No Arranger Liability For Sale of A New Hazardous Substance

Relying on the 2009 Supreme Court decision in Burlington Northern, the Fifth Circuit recently overtuned a CERCLA liability finding against a supplier of perchloroethylene.  Vine Street LLC v. Borg Warner Corp. involved the familiar CERCLA issue whether the seller of a hazardous substance can be liable for its disposal by the buyer.  The lower court, in a pre-Burlington Northern decision, had found it sufficient that the seller had sold unused PERC to a dry cleaner with knowledge that the dry cleaner would inadvertently dispose of some of that PERC in wastewater because the dry cleaner was using a water separator installed by the seller that was not 100% effective in removing all of the solvent before the wastewater was dischared to a sewer.
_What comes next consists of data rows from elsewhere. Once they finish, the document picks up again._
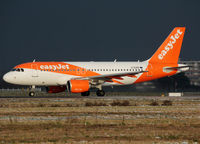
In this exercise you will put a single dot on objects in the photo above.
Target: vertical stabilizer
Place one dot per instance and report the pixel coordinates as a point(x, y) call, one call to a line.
point(170, 49)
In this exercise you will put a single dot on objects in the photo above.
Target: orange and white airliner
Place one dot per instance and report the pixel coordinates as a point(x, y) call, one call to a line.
point(80, 77)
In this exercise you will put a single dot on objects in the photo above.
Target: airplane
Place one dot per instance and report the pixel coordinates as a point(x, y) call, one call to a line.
point(80, 77)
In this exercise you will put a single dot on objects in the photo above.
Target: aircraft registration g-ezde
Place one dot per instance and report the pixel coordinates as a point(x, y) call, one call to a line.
point(80, 77)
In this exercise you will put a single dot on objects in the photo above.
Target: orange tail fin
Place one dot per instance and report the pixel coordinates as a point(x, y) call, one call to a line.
point(170, 49)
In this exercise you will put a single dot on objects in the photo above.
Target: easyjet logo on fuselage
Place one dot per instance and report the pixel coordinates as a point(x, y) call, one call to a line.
point(170, 44)
point(54, 67)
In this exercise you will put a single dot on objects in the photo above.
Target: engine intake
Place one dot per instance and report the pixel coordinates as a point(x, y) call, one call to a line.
point(78, 86)
point(56, 89)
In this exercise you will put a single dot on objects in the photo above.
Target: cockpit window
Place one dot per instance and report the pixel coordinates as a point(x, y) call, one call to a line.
point(18, 70)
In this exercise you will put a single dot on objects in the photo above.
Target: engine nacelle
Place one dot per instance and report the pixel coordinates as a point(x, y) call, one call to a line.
point(56, 89)
point(78, 86)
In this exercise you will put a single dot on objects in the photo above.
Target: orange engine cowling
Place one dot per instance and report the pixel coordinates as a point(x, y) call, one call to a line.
point(78, 86)
point(56, 89)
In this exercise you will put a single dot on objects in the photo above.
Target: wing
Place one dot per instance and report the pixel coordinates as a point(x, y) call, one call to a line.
point(107, 77)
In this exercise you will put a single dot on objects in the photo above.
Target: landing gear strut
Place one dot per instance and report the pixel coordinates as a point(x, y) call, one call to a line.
point(32, 93)
point(87, 93)
point(100, 93)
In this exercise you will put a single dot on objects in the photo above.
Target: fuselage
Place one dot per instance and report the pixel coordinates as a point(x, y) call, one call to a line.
point(58, 73)
point(79, 77)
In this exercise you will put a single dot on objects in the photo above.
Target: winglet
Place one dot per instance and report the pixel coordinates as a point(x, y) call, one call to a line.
point(169, 51)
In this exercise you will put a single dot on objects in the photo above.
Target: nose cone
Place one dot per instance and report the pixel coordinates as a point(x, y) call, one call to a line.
point(7, 78)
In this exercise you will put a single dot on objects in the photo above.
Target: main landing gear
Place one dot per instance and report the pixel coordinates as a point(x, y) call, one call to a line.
point(32, 93)
point(87, 93)
point(99, 93)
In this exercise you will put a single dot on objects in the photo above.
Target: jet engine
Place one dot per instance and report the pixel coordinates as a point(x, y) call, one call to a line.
point(78, 86)
point(56, 89)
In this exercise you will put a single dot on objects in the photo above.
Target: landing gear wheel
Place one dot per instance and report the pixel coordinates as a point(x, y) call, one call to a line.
point(87, 93)
point(31, 94)
point(100, 93)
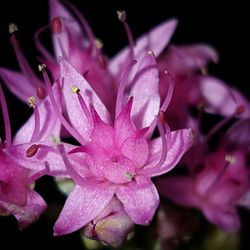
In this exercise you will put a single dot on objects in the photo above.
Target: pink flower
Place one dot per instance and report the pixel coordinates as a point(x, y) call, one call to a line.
point(222, 183)
point(111, 226)
point(17, 196)
point(117, 158)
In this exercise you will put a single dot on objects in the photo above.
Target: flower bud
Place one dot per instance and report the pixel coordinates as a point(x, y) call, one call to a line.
point(111, 226)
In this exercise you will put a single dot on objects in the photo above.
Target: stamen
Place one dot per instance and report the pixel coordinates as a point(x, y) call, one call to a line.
point(40, 92)
point(32, 150)
point(165, 103)
point(72, 172)
point(120, 93)
point(57, 29)
point(169, 95)
point(230, 158)
point(39, 173)
point(84, 107)
point(165, 135)
point(40, 47)
point(64, 122)
point(13, 28)
point(56, 25)
point(83, 22)
point(163, 130)
point(5, 118)
point(23, 64)
point(32, 102)
point(123, 18)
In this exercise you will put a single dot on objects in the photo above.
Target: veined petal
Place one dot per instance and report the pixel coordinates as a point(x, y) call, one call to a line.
point(222, 99)
point(50, 125)
point(180, 190)
point(140, 200)
point(181, 141)
point(83, 204)
point(70, 34)
point(31, 211)
point(145, 92)
point(156, 40)
point(72, 78)
point(186, 59)
point(18, 84)
point(46, 154)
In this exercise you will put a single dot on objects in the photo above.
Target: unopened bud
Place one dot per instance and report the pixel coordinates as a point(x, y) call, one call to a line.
point(121, 14)
point(111, 226)
point(57, 25)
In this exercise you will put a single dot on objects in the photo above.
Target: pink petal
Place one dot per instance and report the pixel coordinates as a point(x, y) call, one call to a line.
point(71, 77)
point(13, 179)
point(82, 205)
point(156, 40)
point(136, 149)
point(31, 211)
point(71, 32)
point(124, 128)
point(45, 154)
point(140, 200)
point(50, 125)
point(187, 59)
point(222, 99)
point(18, 84)
point(181, 141)
point(145, 92)
point(180, 190)
point(103, 134)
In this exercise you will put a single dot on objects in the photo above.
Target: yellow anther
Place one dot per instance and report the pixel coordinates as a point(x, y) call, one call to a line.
point(75, 89)
point(32, 102)
point(56, 139)
point(230, 158)
point(12, 28)
point(121, 14)
point(98, 43)
point(151, 53)
point(41, 67)
point(129, 175)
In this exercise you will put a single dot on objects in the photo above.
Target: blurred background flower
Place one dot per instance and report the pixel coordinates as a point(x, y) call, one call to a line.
point(222, 27)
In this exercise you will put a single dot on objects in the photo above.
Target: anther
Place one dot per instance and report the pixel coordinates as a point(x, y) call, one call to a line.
point(230, 158)
point(239, 110)
point(32, 102)
point(161, 117)
point(12, 28)
point(121, 14)
point(56, 25)
point(41, 67)
point(32, 150)
point(40, 92)
point(98, 44)
point(75, 89)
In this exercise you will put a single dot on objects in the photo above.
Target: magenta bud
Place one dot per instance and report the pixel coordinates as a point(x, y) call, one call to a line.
point(57, 25)
point(111, 226)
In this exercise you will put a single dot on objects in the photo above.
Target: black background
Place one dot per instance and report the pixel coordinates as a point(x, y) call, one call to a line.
point(223, 26)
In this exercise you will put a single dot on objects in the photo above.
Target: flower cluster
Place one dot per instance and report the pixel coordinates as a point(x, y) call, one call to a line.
point(131, 117)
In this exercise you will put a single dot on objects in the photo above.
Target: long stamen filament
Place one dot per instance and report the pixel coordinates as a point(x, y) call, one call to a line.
point(26, 69)
point(40, 47)
point(64, 122)
point(120, 93)
point(5, 117)
point(122, 17)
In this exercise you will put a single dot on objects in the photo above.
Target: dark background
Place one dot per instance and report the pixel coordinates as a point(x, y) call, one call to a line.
point(223, 26)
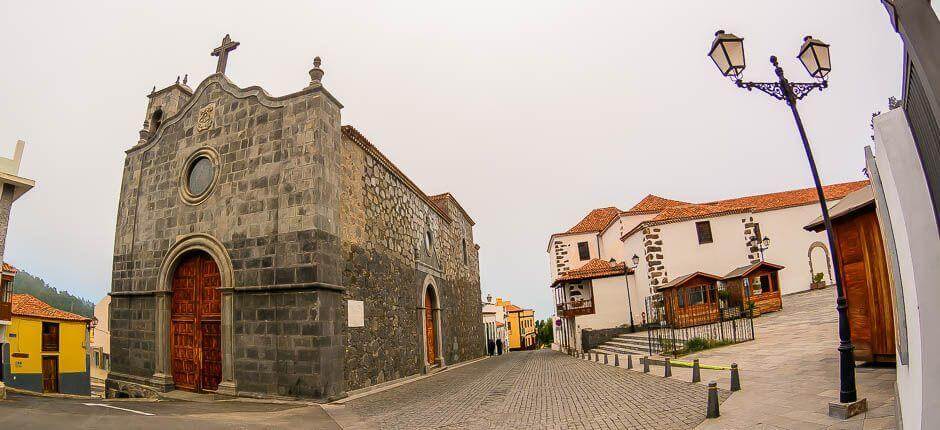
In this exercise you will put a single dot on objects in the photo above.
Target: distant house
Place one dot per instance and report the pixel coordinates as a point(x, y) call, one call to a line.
point(47, 350)
point(605, 267)
point(100, 361)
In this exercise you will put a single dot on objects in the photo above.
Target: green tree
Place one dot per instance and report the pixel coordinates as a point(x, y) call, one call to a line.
point(26, 283)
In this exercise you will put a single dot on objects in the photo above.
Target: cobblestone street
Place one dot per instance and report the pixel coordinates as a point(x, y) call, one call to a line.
point(533, 390)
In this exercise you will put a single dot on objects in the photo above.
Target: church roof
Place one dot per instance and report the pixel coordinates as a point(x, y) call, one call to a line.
point(435, 202)
point(28, 306)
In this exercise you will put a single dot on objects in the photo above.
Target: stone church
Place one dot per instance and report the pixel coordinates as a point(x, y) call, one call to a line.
point(263, 249)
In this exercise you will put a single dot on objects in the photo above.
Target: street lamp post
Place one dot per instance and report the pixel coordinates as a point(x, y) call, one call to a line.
point(727, 52)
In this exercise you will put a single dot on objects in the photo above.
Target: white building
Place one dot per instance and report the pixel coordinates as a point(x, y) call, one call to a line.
point(100, 360)
point(662, 239)
point(912, 243)
point(494, 323)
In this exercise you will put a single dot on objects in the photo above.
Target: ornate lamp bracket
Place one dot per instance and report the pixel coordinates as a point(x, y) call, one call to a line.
point(776, 90)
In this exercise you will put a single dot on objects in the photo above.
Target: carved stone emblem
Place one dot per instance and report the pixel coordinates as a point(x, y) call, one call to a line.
point(204, 121)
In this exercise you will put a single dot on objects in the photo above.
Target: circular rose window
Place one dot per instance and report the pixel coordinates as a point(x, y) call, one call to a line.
point(199, 175)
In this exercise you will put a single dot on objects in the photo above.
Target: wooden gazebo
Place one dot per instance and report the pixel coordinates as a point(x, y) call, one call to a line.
point(691, 300)
point(757, 283)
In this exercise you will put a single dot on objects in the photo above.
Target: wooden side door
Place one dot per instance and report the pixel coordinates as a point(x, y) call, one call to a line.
point(429, 329)
point(50, 374)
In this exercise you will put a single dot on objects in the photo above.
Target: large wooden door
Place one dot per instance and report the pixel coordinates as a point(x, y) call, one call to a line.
point(50, 374)
point(195, 330)
point(429, 329)
point(867, 289)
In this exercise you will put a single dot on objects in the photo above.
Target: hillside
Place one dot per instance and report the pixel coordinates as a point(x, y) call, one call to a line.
point(25, 283)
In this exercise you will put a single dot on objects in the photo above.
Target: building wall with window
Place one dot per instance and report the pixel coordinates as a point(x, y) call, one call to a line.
point(34, 340)
point(100, 361)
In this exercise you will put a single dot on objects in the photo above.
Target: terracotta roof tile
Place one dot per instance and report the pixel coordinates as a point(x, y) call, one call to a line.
point(785, 199)
point(28, 306)
point(652, 203)
point(596, 268)
point(595, 221)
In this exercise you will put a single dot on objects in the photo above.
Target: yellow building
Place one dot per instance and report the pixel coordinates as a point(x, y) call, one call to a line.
point(47, 349)
point(521, 326)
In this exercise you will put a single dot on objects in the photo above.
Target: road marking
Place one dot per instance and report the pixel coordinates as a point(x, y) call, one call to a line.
point(115, 407)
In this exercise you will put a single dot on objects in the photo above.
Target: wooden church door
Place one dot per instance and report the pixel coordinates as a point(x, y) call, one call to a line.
point(429, 331)
point(196, 349)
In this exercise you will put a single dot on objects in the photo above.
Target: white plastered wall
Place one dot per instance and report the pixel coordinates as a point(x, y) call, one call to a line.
point(918, 251)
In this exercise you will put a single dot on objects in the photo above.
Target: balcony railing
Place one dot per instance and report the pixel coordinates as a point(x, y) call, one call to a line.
point(575, 308)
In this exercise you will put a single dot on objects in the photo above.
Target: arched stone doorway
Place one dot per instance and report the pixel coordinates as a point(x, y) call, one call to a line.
point(820, 262)
point(430, 328)
point(175, 261)
point(429, 306)
point(196, 323)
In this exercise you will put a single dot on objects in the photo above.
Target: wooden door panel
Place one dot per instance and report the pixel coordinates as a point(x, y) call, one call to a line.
point(211, 355)
point(196, 351)
point(50, 374)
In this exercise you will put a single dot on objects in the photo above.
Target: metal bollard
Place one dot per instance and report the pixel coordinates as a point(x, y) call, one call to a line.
point(735, 378)
point(712, 411)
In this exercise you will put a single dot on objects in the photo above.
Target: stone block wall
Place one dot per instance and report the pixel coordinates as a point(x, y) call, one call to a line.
point(275, 210)
point(385, 218)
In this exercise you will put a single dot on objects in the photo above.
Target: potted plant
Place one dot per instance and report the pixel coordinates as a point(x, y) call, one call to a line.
point(818, 281)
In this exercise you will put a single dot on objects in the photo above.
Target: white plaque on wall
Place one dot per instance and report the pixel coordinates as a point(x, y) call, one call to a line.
point(355, 313)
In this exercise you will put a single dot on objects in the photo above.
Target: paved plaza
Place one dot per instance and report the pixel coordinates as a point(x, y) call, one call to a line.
point(533, 390)
point(790, 372)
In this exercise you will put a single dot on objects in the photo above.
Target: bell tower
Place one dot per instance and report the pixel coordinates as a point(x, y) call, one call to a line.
point(163, 104)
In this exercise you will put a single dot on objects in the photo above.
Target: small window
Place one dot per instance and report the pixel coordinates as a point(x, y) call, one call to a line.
point(156, 120)
point(50, 337)
point(464, 243)
point(704, 230)
point(584, 253)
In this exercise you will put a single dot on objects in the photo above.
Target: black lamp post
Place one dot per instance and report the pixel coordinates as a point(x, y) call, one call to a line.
point(626, 278)
point(727, 51)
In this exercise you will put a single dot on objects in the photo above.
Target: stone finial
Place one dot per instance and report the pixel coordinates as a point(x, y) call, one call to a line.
point(316, 73)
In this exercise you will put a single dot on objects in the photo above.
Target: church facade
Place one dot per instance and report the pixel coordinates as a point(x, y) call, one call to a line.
point(264, 249)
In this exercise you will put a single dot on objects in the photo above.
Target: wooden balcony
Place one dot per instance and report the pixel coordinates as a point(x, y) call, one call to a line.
point(575, 308)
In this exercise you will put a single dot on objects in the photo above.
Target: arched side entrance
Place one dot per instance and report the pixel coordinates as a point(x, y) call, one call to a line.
point(817, 252)
point(429, 307)
point(196, 323)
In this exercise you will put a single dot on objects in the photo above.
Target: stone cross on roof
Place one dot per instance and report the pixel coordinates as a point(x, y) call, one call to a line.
point(222, 52)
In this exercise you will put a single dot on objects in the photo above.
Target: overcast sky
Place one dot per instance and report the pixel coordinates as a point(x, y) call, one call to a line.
point(530, 113)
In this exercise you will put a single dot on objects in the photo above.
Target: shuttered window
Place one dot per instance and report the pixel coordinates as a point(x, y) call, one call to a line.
point(704, 230)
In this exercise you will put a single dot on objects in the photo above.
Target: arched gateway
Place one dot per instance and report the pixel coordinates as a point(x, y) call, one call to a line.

The Fifth Circuit reversed on the holding in Burlington Northern:

knowledge alone is insufficient to prove that an entity ‘planned for’ the disposal, particularly when the disposal occurs as a peripheral result of the legitimate sale of an unused, useful product.”

The Fifth Circuit decision also squares with the unstated rule of CERCLA arranger liability for the sale of a useful product which I have previously mentioned:  a party will be held liable if it sells a waste that cannot be used or won’t be used as delivered without first causing the release of a hazardous substance.